Introduction to Spring Boot
Spring Boot makes it easy to create stand-alone, production-ready Spring applications with minimal configuration. It embraces convention over configuration — you write business logic, not boilerplate.
The problem Spring Boot solves
Classic Spring required extensive XML configuration or Java-based @Configuration classes just to get a web app running. Spring Boot flips this: it auto-configures sensible defaults so you can go from zero to a running HTTP server in minutes.
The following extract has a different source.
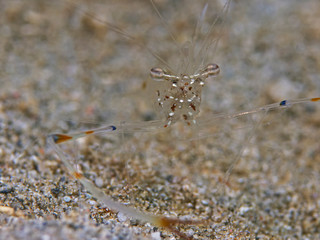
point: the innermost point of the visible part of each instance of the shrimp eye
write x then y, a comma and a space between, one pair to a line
211, 70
You override only what you need to change.
Spring Boot vs Spring Framework
| Spring Framework | Spring Boot | |
|---|---|---|
| Configuration | Manual — XML or @Configuration | Auto-configuration, starter POMs |
| Embedded server | Deploy WAR to external Tomcat/Jetty | Tomcat/Netty embedded — runs as a JAR |
| Startup | Heavy setup required | One main class, one annotation |
| Dependencies | Choose & version each individually | Starter bundles handle compatible sets |
| Production-ready | Manual setup for health/metrics | Actuator endpoints built-in |
Key features
- Auto-configuration: Spring Boot detects JARs on the classpath and configures beans automatically.
- Starter dependencies:
spring-boot-starter-webpulls in MVC, Jackson, and an embedded Tomcat with one entry. - Embedded server: no WAR, no external app server — just
java -jar app.jar. - Actuator: health checks, metrics, environment info via HTTP endpoints out of the box.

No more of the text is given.